At the Sept. 21 meeting, Deputy Superintendent of Support Services Lorena Garcia also stated that the district does not have control over the representative the insurance carrier selects.
“[The agent is] just something that comes through the bids and we accept what the vendors are presenting and then that’s what’s presented to you all,” Garcia said to the board. “That’s not a cost-saving solution for us. That would not have given us any advantage because the agent gets paid by the carrier, they don’t get paid by the district. Their contract is with Blue Cross, not with us. So it wouldn’t have done us any good to have gone out for bids for [agents] because that wouldn’t have improved the financial situation that we’re in with the health fund.”
A few board members also addressed claims that the trustees have made decisions based on personal benefits, and they wanted to clear the air.
“We’re being criticized on social media and that is very unfair to us because I believe we’re all being transparent, we’re doing what’s in the best interest of the district and that’s how we’re going to vote,” Veronica “Betty” Mendoza said. “So I think that we have to clear this right now so that the community knows and just doesn’t go into discussion about how we’re making these plans or what we’re doing, getting a cut, I don’t know what.

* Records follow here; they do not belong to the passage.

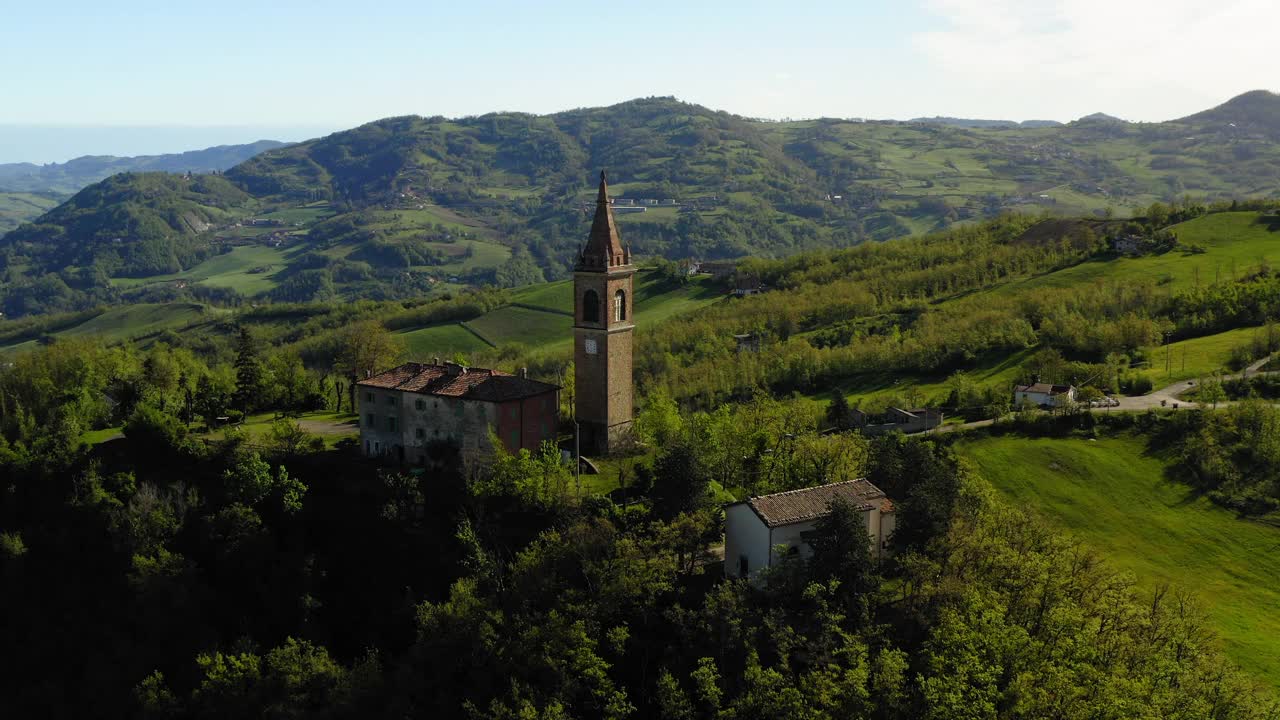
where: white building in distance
[724,479,896,578]
[1014,383,1075,407]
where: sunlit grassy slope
[398,270,724,359]
[959,437,1280,687]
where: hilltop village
[0,102,1280,720]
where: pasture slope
[0,302,230,354]
[397,270,724,359]
[956,436,1280,688]
[834,211,1280,405]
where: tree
[232,325,266,415]
[650,442,709,520]
[805,497,879,621]
[335,320,404,378]
[123,404,187,457]
[827,391,854,430]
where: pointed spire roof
[577,170,631,270]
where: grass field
[996,213,1280,292]
[467,305,573,347]
[1146,322,1266,387]
[396,323,489,360]
[957,437,1280,687]
[0,192,60,234]
[54,302,221,342]
[111,245,298,295]
[511,281,573,313]
[829,348,1036,406]
[397,270,724,359]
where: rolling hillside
[0,140,284,236]
[957,436,1280,687]
[398,270,724,359]
[0,92,1280,314]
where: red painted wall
[495,391,559,452]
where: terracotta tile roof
[577,172,631,270]
[1014,383,1071,395]
[356,363,559,402]
[745,478,893,528]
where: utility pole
[573,416,582,500]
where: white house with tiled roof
[1014,383,1075,407]
[356,360,559,465]
[724,479,895,578]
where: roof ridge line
[748,478,883,501]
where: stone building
[573,173,635,455]
[356,359,559,465]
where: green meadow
[54,302,227,342]
[111,245,300,295]
[397,270,724,359]
[956,436,1280,687]
[996,213,1280,292]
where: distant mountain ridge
[0,140,285,193]
[908,115,1062,128]
[1178,90,1280,137]
[0,94,1280,315]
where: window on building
[582,290,600,323]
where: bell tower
[573,172,635,455]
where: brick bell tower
[573,172,635,455]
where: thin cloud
[913,0,1280,120]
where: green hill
[0,140,284,236]
[398,270,724,359]
[957,436,1280,685]
[0,94,1280,314]
[0,191,67,236]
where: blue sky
[0,0,1280,161]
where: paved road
[924,357,1280,433]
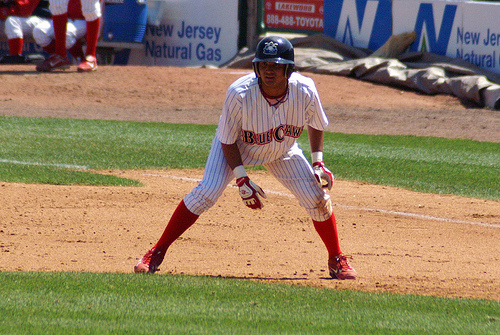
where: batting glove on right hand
[313,161,334,190]
[236,177,267,209]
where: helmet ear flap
[252,63,260,78]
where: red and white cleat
[134,247,165,273]
[78,55,97,72]
[328,254,358,280]
[36,55,71,72]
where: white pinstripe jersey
[217,72,328,165]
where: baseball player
[33,0,87,62]
[134,36,357,279]
[0,0,50,59]
[36,0,102,72]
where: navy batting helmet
[252,36,295,77]
[252,36,295,64]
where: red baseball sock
[68,40,85,61]
[9,38,23,56]
[85,18,101,57]
[313,213,342,258]
[52,13,68,57]
[43,40,56,55]
[155,200,199,251]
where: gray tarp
[222,34,500,110]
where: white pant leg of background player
[49,0,69,15]
[5,16,47,40]
[33,20,87,49]
[81,0,101,21]
[184,137,234,215]
[264,150,332,221]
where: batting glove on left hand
[313,161,334,190]
[236,177,267,209]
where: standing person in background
[33,0,87,66]
[134,36,357,279]
[37,0,102,72]
[0,0,51,63]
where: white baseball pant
[5,16,49,40]
[184,137,333,221]
[33,19,87,49]
[49,0,102,21]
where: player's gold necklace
[259,80,288,107]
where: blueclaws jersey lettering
[217,72,328,165]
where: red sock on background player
[9,38,23,56]
[313,214,342,258]
[52,13,68,58]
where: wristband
[233,165,247,179]
[311,151,323,163]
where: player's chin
[262,76,277,86]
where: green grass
[0,117,500,200]
[0,117,500,335]
[0,272,500,335]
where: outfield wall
[324,0,500,73]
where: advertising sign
[264,0,323,32]
[393,0,463,57]
[128,0,239,66]
[324,0,392,51]
[458,3,500,72]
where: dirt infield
[0,66,500,300]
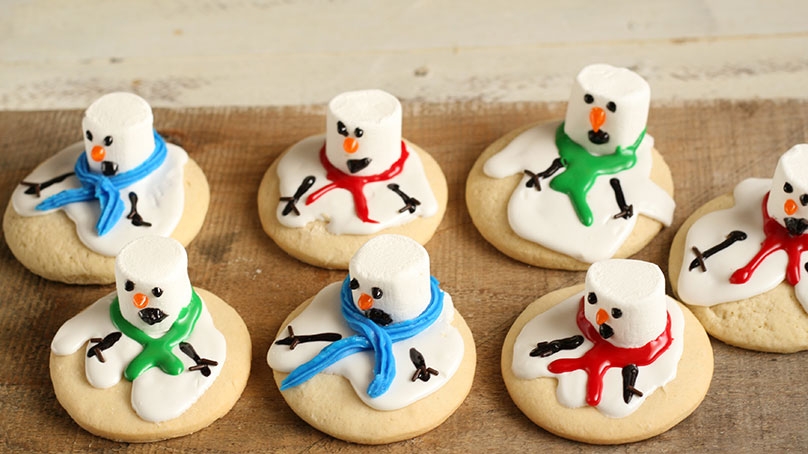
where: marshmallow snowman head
[81,92,154,176]
[115,236,191,337]
[348,235,432,325]
[584,259,668,348]
[564,64,651,155]
[325,90,401,176]
[766,144,808,235]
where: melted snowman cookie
[669,144,808,353]
[267,235,476,444]
[258,90,447,269]
[3,93,210,284]
[502,259,713,444]
[50,237,251,442]
[466,65,674,270]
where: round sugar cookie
[501,285,713,444]
[466,123,673,270]
[668,194,808,353]
[50,288,251,443]
[258,140,448,269]
[273,298,477,445]
[3,158,210,284]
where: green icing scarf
[109,289,202,381]
[550,123,645,227]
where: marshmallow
[326,90,401,176]
[584,259,668,348]
[81,92,154,173]
[348,235,432,323]
[766,144,808,226]
[115,236,191,337]
[564,64,651,155]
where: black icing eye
[337,121,348,137]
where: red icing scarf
[306,140,410,224]
[729,192,808,285]
[547,297,673,407]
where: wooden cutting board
[0,101,808,452]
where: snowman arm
[387,183,421,213]
[180,342,219,377]
[687,230,747,272]
[530,334,584,358]
[275,325,342,350]
[622,364,643,404]
[20,172,76,198]
[126,192,151,227]
[524,158,564,191]
[87,331,123,363]
[410,348,438,382]
[280,175,317,216]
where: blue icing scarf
[36,131,168,236]
[281,276,443,398]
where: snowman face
[584,259,667,348]
[348,235,431,325]
[766,144,808,236]
[81,93,154,176]
[115,237,191,337]
[564,64,651,155]
[326,90,401,176]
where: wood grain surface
[0,101,808,452]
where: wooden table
[0,101,808,452]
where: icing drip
[36,131,168,235]
[550,123,645,226]
[547,298,673,407]
[280,276,443,398]
[306,141,409,224]
[729,193,808,285]
[109,290,202,381]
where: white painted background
[0,0,808,110]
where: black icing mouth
[137,307,168,325]
[365,307,393,326]
[589,129,609,145]
[101,161,118,177]
[598,323,614,339]
[347,158,370,173]
[783,218,808,236]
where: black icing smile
[598,323,614,339]
[365,307,393,326]
[137,307,168,325]
[783,218,808,236]
[101,161,118,177]
[347,158,370,173]
[589,129,609,145]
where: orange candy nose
[783,199,798,216]
[595,309,609,325]
[359,293,373,311]
[342,137,359,153]
[589,107,606,132]
[132,293,149,309]
[90,145,107,162]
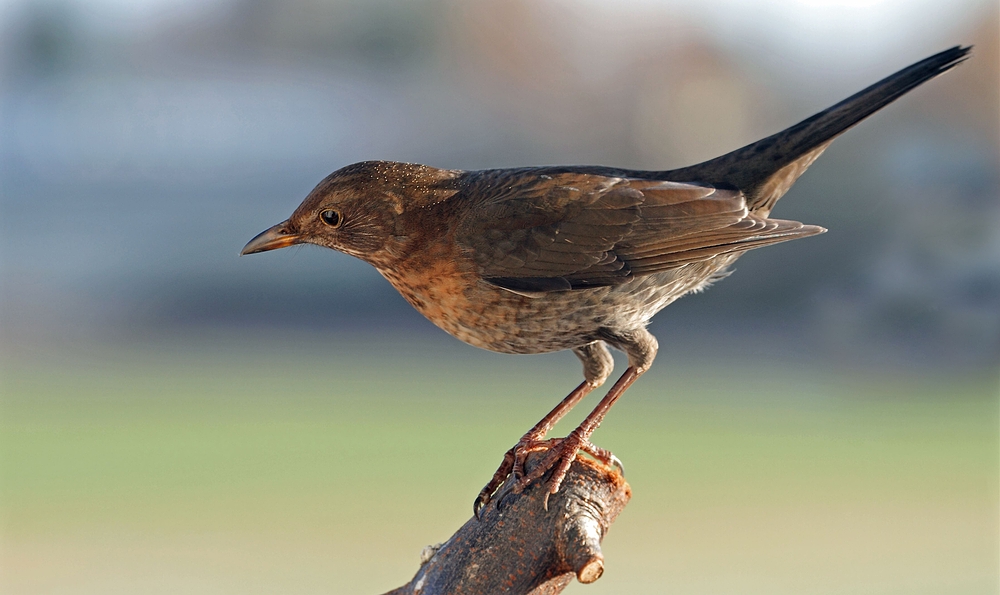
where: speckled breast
[379,255,737,353]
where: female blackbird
[242,47,970,516]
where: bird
[241,46,971,518]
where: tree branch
[386,451,632,595]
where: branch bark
[386,451,632,595]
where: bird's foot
[472,433,559,519]
[472,431,625,518]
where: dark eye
[319,209,344,227]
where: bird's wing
[455,172,823,294]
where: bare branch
[378,451,632,595]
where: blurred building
[0,0,1000,366]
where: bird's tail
[663,46,972,215]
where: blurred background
[0,0,1000,594]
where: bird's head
[240,161,457,262]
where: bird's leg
[519,329,657,508]
[472,341,615,518]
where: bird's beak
[240,221,302,256]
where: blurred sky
[0,0,1000,366]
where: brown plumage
[243,47,969,515]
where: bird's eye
[319,209,344,227]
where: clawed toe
[472,432,625,519]
[472,437,558,519]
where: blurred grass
[0,338,1000,594]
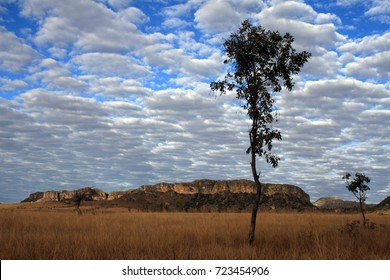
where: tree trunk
[249,177,262,246]
[249,124,262,246]
[359,198,366,228]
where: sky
[0,0,390,203]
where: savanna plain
[0,205,390,260]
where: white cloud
[72,53,150,77]
[345,51,390,80]
[0,0,390,201]
[0,26,40,72]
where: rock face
[22,180,313,211]
[22,187,108,202]
[113,180,313,211]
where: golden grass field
[0,201,390,260]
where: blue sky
[0,0,390,202]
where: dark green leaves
[343,173,371,202]
[210,20,311,167]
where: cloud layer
[0,0,390,202]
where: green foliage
[210,20,311,167]
[343,173,371,227]
[343,173,371,202]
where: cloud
[0,0,390,201]
[72,53,151,77]
[0,26,40,72]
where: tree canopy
[210,20,311,244]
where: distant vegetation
[0,205,390,260]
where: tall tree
[210,20,311,245]
[343,173,371,227]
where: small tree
[210,20,310,245]
[343,173,371,227]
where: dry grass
[0,203,390,260]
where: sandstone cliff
[22,187,107,202]
[22,180,313,211]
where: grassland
[0,205,390,260]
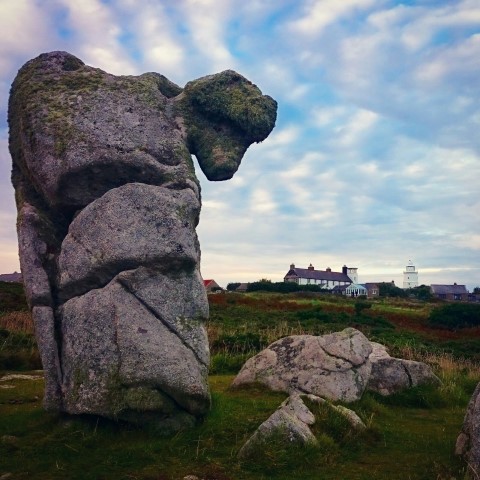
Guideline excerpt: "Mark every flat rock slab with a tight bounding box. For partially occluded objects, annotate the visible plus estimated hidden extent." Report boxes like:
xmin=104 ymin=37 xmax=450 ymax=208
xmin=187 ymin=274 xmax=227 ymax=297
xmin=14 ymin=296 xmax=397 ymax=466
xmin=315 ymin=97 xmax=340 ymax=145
xmin=233 ymin=328 xmax=440 ymax=402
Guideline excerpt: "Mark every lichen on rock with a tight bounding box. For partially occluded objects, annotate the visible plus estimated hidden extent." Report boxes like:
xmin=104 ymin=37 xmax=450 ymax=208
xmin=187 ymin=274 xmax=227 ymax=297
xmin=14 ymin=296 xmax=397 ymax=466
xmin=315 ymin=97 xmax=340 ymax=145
xmin=8 ymin=52 xmax=276 ymax=431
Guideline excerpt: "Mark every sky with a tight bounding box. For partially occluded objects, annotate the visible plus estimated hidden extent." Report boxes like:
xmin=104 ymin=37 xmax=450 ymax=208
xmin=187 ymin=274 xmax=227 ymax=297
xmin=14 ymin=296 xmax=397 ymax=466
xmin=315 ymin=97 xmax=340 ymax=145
xmin=0 ymin=0 xmax=480 ymax=290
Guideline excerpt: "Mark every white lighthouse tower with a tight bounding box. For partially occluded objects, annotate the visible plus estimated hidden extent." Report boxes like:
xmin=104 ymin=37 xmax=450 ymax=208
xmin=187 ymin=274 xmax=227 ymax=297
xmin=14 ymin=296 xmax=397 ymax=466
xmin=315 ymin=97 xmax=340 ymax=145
xmin=403 ymin=260 xmax=418 ymax=288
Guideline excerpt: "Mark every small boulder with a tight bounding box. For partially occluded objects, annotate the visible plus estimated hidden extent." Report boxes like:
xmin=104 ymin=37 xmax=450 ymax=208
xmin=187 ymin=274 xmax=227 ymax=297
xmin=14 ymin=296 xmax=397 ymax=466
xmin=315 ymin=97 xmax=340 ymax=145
xmin=233 ymin=328 xmax=372 ymax=402
xmin=238 ymin=395 xmax=317 ymax=459
xmin=367 ymin=342 xmax=440 ymax=396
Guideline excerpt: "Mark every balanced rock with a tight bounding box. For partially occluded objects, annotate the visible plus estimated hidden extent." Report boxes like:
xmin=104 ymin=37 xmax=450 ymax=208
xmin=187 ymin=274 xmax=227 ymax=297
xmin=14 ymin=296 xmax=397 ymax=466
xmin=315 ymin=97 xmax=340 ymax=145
xmin=233 ymin=328 xmax=440 ymax=402
xmin=8 ymin=52 xmax=276 ymax=430
xmin=455 ymin=383 xmax=480 ymax=479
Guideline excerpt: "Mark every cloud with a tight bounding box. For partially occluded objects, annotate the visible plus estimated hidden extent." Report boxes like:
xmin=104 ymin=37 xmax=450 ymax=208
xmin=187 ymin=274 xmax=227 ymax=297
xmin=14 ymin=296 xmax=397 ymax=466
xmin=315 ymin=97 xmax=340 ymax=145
xmin=183 ymin=0 xmax=236 ymax=72
xmin=56 ymin=0 xmax=137 ymax=75
xmin=0 ymin=0 xmax=55 ymax=77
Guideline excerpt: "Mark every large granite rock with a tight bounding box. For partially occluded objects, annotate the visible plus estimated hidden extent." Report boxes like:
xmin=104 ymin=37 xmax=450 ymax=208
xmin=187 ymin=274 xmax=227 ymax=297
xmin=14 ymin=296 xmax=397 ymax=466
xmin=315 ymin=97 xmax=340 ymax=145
xmin=233 ymin=328 xmax=372 ymax=402
xmin=8 ymin=52 xmax=276 ymax=430
xmin=233 ymin=328 xmax=440 ymax=402
xmin=367 ymin=342 xmax=440 ymax=396
xmin=455 ymin=383 xmax=480 ymax=479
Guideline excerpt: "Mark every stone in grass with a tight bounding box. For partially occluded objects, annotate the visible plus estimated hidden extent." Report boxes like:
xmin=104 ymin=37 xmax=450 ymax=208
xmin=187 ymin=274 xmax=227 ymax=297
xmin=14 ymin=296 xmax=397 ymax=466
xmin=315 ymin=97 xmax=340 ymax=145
xmin=302 ymin=394 xmax=367 ymax=430
xmin=238 ymin=395 xmax=317 ymax=459
xmin=8 ymin=52 xmax=277 ymax=431
xmin=367 ymin=342 xmax=440 ymax=396
xmin=455 ymin=383 xmax=480 ymax=479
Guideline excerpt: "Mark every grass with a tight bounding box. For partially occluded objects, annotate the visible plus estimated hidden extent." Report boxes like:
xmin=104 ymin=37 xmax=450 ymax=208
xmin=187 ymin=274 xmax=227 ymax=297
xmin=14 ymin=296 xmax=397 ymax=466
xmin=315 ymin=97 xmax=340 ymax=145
xmin=0 ymin=372 xmax=472 ymax=480
xmin=0 ymin=286 xmax=480 ymax=480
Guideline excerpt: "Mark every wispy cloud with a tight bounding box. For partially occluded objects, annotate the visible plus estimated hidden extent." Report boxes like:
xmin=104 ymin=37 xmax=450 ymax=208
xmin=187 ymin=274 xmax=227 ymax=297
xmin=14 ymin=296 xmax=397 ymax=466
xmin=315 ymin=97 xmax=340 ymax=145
xmin=0 ymin=0 xmax=480 ymax=286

We’re not; I know I’m not.”
Trustee Petra Ramirez also spoke passionately on the same topic.
“People that are not even here, they figure and they assume that we’re getting this and we’re getting that. Well let me tell you, I, Petra Ramirez, don’t get a penny from anything,” she said. “And I always, I always try to do what’s best for Mission CISD. And this, right now, I feel that it is time to change and [go out] for RFPs, and that’s what we need.”